Since the 1970s, U.S. incarceration rates have more than quadrupled. One in 10 adults has a prior conviction; 1 in 3 has a criminal record. The FBI’s master criminal database catalogues 77.7 million names, the result of enormous numbers of arrests.

Given the highly unequal rates of incarceration by race, the Equal Employment Opportunity Commission argues that a blanket policy against hiring anyone with a record is a form of racial discrimination.

An estimated 6.6 percent of people born in the U.S. in 2001 will serve time in state or federal prison. That includes 1 in 3 African-American men and 1 in 6 Hispanic men—versus 1 in 17 white men.

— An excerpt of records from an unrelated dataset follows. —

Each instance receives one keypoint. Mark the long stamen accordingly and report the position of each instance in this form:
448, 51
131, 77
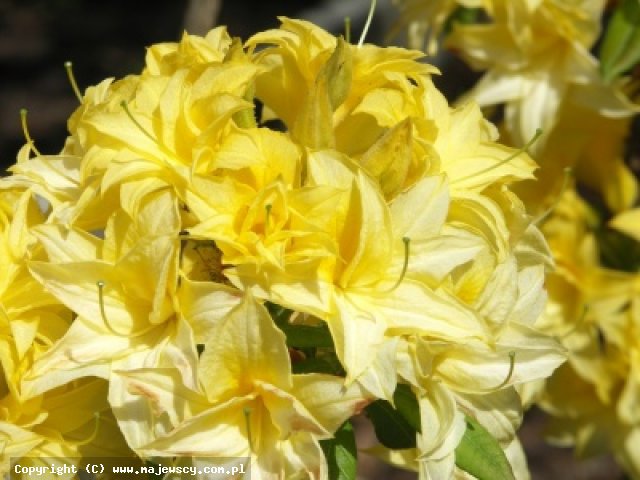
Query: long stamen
101, 284
565, 183
524, 149
347, 29
578, 323
247, 420
267, 216
406, 241
164, 149
367, 24
512, 365
125, 106
25, 131
68, 66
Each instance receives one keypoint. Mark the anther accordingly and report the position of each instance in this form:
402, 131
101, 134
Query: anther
367, 24
247, 419
512, 365
25, 131
68, 66
517, 153
406, 241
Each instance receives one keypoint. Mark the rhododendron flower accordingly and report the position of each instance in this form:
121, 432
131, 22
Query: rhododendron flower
185, 240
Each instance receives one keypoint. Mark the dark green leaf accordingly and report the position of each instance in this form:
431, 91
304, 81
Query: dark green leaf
620, 49
392, 429
326, 364
618, 251
407, 405
341, 453
481, 455
305, 336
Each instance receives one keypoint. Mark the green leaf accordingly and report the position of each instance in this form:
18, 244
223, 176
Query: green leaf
618, 251
341, 453
481, 455
407, 405
396, 427
328, 364
620, 49
306, 336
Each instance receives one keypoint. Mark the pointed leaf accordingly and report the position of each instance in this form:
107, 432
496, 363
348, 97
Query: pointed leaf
621, 46
341, 453
396, 428
481, 455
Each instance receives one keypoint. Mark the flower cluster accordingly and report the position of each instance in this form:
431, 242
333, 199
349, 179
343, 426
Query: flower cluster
243, 246
540, 63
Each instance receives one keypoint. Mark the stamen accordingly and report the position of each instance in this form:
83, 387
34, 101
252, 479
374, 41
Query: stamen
512, 365
267, 217
565, 183
68, 66
124, 105
247, 420
406, 241
91, 437
367, 23
524, 149
101, 285
25, 131
347, 29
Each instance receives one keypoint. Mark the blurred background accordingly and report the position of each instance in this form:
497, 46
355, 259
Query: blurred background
108, 39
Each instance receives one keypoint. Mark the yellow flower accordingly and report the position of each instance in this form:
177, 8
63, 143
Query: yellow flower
122, 290
247, 403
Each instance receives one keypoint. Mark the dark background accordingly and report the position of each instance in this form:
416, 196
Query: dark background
108, 39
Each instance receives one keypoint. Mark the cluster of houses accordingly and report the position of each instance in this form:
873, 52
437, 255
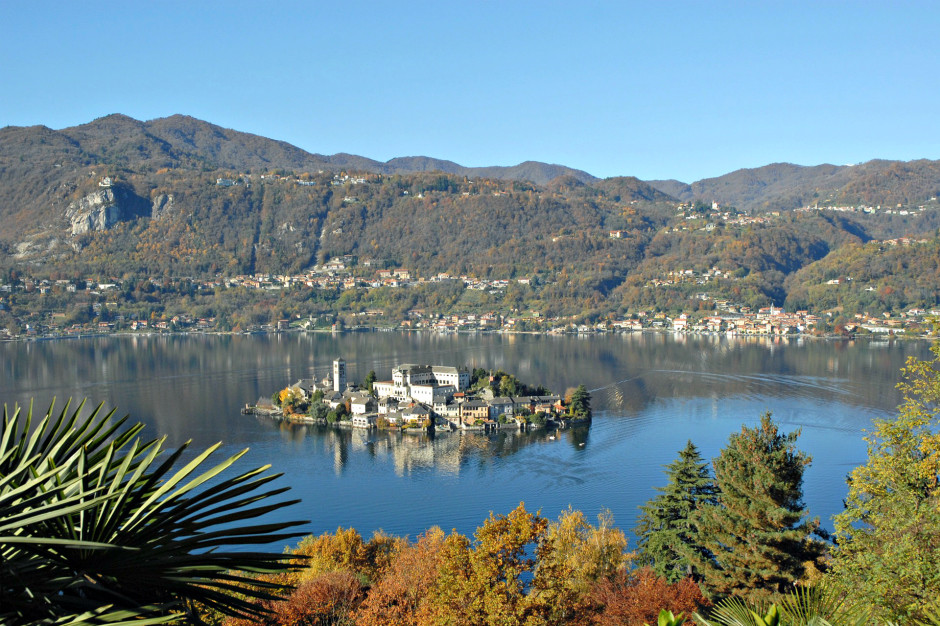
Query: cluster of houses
419, 396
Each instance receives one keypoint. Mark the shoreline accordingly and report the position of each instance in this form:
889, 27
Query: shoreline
129, 333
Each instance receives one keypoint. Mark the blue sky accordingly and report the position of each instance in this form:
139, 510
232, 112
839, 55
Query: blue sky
683, 90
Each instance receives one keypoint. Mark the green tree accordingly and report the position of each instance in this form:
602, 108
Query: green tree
665, 531
756, 537
888, 552
97, 527
581, 402
370, 380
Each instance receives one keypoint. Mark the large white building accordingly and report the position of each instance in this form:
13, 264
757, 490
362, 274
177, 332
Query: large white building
424, 383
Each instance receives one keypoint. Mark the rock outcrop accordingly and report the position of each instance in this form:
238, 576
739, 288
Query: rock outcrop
162, 205
102, 209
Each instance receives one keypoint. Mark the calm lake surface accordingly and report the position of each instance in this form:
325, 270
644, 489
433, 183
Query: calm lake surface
650, 392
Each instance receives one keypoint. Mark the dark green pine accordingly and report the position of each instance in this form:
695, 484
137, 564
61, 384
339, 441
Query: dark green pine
666, 536
757, 536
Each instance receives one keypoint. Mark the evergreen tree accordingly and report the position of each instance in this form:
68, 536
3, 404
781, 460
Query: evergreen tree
757, 536
888, 554
581, 402
665, 532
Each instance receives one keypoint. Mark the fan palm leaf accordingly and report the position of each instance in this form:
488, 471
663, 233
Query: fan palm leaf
96, 523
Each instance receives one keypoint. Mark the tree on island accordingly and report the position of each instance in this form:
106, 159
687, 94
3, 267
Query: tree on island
755, 538
580, 402
887, 555
666, 533
369, 381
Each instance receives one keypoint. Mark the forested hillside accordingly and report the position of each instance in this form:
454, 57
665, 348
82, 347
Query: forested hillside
123, 201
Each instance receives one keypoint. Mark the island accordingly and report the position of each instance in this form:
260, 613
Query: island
427, 398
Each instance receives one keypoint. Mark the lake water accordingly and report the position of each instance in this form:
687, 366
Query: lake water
651, 393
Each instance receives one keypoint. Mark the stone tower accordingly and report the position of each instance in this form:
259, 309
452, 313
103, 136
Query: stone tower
339, 375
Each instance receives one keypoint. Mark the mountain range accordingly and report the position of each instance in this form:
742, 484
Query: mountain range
177, 196
180, 141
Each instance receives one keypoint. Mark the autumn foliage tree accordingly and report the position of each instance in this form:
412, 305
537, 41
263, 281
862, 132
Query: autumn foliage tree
634, 598
888, 554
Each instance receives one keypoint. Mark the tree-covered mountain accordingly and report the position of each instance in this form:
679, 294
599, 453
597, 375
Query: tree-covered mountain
177, 197
783, 186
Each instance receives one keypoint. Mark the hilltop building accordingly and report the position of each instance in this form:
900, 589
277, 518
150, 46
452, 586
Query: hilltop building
430, 384
339, 375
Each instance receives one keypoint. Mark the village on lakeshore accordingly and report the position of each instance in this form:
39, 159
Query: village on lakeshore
426, 398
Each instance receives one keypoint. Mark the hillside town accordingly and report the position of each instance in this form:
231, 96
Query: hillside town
423, 398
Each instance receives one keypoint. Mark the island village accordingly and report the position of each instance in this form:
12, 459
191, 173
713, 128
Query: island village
424, 398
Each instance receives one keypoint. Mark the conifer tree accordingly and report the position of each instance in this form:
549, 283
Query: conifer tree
581, 402
757, 536
665, 532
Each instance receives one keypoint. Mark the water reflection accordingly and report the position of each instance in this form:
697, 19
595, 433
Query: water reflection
408, 452
651, 392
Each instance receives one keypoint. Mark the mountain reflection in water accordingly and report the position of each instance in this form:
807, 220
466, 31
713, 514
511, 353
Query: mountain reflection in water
650, 393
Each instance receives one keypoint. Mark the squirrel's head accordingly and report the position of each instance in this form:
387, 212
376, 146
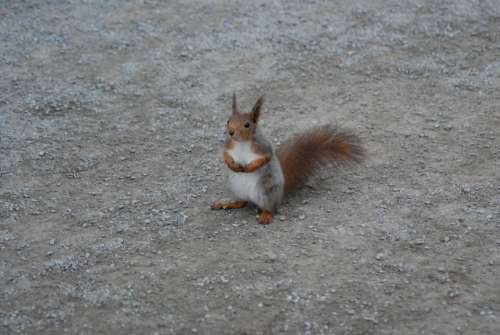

Already 1 in 4 adult Black men has a felony conviction, up from 1 in 11 in 1980.

UNIONS TOO

The EEOC brought suits against BMW and Dollar General in 2013 for screening out applicants by checking their criminal backgrounds. But so far this type of suit hasn’t won in court—making Ban the Box campaigns all the more important.

It’s good to see unions throwing their weight behind these efforts. In Oregon, for example, unions have joined civil rights and community groups in the Fair Shot for All Coalition to push a set of bills in the legislature: Ban the Box, paid sick leave, a minimum wage hike, and steps to end racial profiling by police.

Meanwhile, unions face an unfortunate hiring dilemma of their own. The 1959 Landrum-Griffin Act, aimed at rooting out mob corruption, bars felons from holding union office or being hired as staff.

Some of our best leaders might have records. Ban the Box should be a plank of labor law reform, too.